The company formed a team of more than 20 small and large IT integrators, niche solution providers and strategic vendors to provide the wide range of IT services envisioned under Spirit, he said.

But Spirit's cancellation at the end of July means that 3H Technologies and the hundreds of other potential bidders must revamp their strategies for getting DHS business by relying on the department's existing contracts or winning new contracts when they come out next year.

"The cancellation of Spirit was a disappointment and a business plan setback for our company, as well as for many of our teammates," Susskind said. "It offered the opportunity for many small and small-disadvantaged businesses to win a major contract vehicle with DHS and bring many new technologies to assist on the war on terror."

Spirit was one of many megacontracts that DHS planned in its effort to consolidate the technology platforms of its 22 agencies and fulfill its primary mission to fight terrorists and respond to natural disasters. According to Input Inc., a Reston, Va., government IT research firm, approximately 350 vendors expressed an interest in participating in Spirit. The five-year contract would have had multiple winners that would have competed for task orders.

DHS put Spirit on hold in May to re-evaluate whether it was needed in light of contracts and future procurements that could fulfill the department's IT needs instead. When Spirit was canceled, Greg Rothwell, DHS' chief procurement officer, said the department would look at existing vehicles for IT services and would create an office for IT acquisitions to consolidate procurements and cut costs.

[IMGCAP(2)]The department's specific plans are unclear. Rothwell also said DHS was developing a new departmental strategy for acquisitions that would stress integration across all its agencies.

DHS also anticipates that it will issue many IT support contract awards in 2005, according to the FedBizOpps Web site, which lists federal procurement opportunities of more than $25,000.

Near-term, DHS will use government-wide contracts as much as possible, although down the road the agency will create an IT Acquisition Center of Excellence that will draw on the expertise of its procurement and technology communities, said a source with knowledge of the department's plans.

As 3H Technology readjusts its strategy to get IT work from DHS, it will pursue a combination of prime contracts and subcontracts, establish mentor-protégé relation- ships with large companies supporting DHS and use partnerships it already has with other IT companies, Susskind said.

SiloSmashers Inc., a Vienna, Va., management and technology consulting firm that was interested in subbing on Spirit, will look for prime contractors that hold DHS contracts and "try to convince them to bring us on their contract," said Joseph Gawlik, the company's vice president of business development.

SiloSmashers also will have to do more on its own to get DHS work, especially because many of DHS' IT contracts don't have tasks or labor categories for the company's services, which include business process re-engineering, change management and organization modernization, Gawlik said.

"Spirit had those requirements in the Management Analysis and Planning functional area, and we don't see that in other DHS contracts," he said.

Large systems integrators and IT companies also plan to use existing contract vehicles and new ones to get more IT work from DHS.

Capgemini, an international provider of consulting, technology and outsourcing services that was interested in Spirit as a prime or a subcontractor, plans on using DHS' program management support services contract, said David McGill, an account executive at Capgemini Government Solutions LLC of Vienna, Va.

Earlier this year, the company was one of five firms to win the five-year blanket purchase agreement worth $25 million, $5 million per company. Under the contract, Capgemini helps the government manage the implementation of various programs and puts in place an automated system that lets management track the status of these initiatives.

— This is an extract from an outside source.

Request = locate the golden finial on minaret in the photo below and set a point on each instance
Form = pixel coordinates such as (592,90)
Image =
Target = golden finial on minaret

Lockheed Martin Corp. is concentrating on existing DHS contracts as well as possible new contracts, said Sandy Gillespie, vice president of civil integration and technical services at Lockheed Martin Information Technology. Gillespie, who oversees the contractor's DHS and Justice Department business, declined to say which contracts the company would use.

"We have a number of existing vehicles, but we need to be armed and ready to identify additional vehicles to pursue additional contracts," she said.